Kasus Penjualan Lahan Negara, Polisi : Kita Sudah Konfirmasi ke Camat Tamalate

Reporter :
Editor : Asri Muhammad
Kasat Reskrim Polrestabes Makassar, AKBP Anwar Hasan.
Kasat Reskrim Polrestabes Makassar, AKBP Anwar Hasan.

Online24, Makassar – Kasus duguan penyelewengan wewenang Camat Tamalate, Hasan Sulaiman, dalam kasus penjualan lahan negara masih dalam proses penyelidikan pihak kepolisian Polrestabes Makassar.

Terkait kasus ini, Kasat Reskrim Polrestabes Makassar, AKBP Anwar Hasan mengatakan jika pihaknya telah melakukan konfirmasi ke Camat Tamalate, atas laporan dugaan penyelewengan wewenang selaku Pejabat Pembuat Akta Tanah (PPAT) terkait penjual lahan negara yang terletak di Keluruhan Barombong, Kecamatan Tamalate, Kota Makassar.

“Kita sudah konfirmasi ke yang bersangkutan, dia (Camat Tamalate) sudah datang tapi data-data yang dibutuhkan belum lengkap,” kata Anwar saat dikonfirmasi melalui sambungan telepon, Rabu (23/5/2018).

Menurut Anwar, kasus ini masih terus diselidiki oleh unit tipikor dan unit tahbang Polrestabes Makassar.
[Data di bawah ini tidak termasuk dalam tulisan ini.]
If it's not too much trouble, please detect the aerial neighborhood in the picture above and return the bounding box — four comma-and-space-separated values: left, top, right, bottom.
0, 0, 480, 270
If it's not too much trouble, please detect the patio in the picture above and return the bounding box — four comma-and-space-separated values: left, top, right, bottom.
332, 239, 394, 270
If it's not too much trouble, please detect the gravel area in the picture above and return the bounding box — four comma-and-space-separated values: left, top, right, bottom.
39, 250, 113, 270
“Kita masih lakukan penyeledikan, penyeledikannya bisa kita datangi kantornya atau dia yang kita panggil kesini,” ungkapnya.

Sebelumnya, Muhammad Hairil selaku penasehat hukum para penggarap lahan negara tersebut, pihaknya telah melaporkan pengaduan penyelewengan wewenang oleh Camat Tamalate, Hasan Sulaiman selaku Pejabat Pembuat Akta Tanah (PPAT) terkait penjual lahan negara.
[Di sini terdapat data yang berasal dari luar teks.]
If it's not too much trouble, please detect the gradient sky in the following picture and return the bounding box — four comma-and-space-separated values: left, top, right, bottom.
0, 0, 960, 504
“Pengaduan dugaan penyelewengan jabatan yang diatur dalam UU NO 31/1999 tentang Tipikor sesuai dengan pasal 2 subsider pasal 3 dilakukan di Polrestabes Makassar tanggal 23 Maret 2018 diterima oleh iptu Supriadi Anwar,” terang Muhammad Hairil.

Pasalnya lahan negara seluas 6 Hektar itu diduga dijual oleh seorang warga bernama Andi Mariam ke PT. GMTD secara diam-diam dengan harga Rp 17 miliar berdasarkan Akta Jual Beli yang diterbitkan oleh Camat Tamalate, Hasan Sulaiman.

Sebab Andi Mariam mengklaim tanah negara tersebut sebagai warisan miliknya berdasarkan surat rincik bernomor 455 C1 Persil 13B DVV III atas nama Paturungi. Namun berdasarkan keterangan Camat Tamalate tanggal 22 Maret 2017, menyatakan dengan tegas bahwa luas tanah atas nama Paturungi telah tercoret atau tidak terdaftar.

Selain itu, hal tersebut diperkuat oleh keterangan BPN Makassar dimana menyatakan tegas bahwa lahan seluas 6 Hektar yang diklaim oleh Andi Mariam itu berstatus lahan negara. Sehingga BPN menolak pembuatan sertifikat tanah yang diajukan oleh Andi Mariam berdasarkan rincik atas nama Patturungi.

Namun anehnya lahan negara itu belakangan diam-diam dijual oleh Andi Mariam ke PT GMTD dengan mendapatkan restu Camat Tamalate, Hasan Sulaiman disaksikan oleh Sekcam Tamalate, Fahyuddin dan Lurah Barombong, Reskianto Mulyawan setelah menerbitkan Akta Jual Beli (AJB) diatas lahan negara tersebut.

Untuk menepis tudingan penyelwengan wewenang selaku Pejabat Pembuat Akta Tanah (PPAT) tersebut, alasan Hasan Sulaiman mengeluarkan AJB berdasarkan putusan dari MA.

“Begini, sebelumnya itu ada enam akte yang diproses dan disengketakan dipengadilan, dan berdasarkan putusan MA itu kan jelas dimenangkan oleh ahli waris (Andi Mariam) sehingga menjadi dasar saya mengeluarkan AJB,” akunya.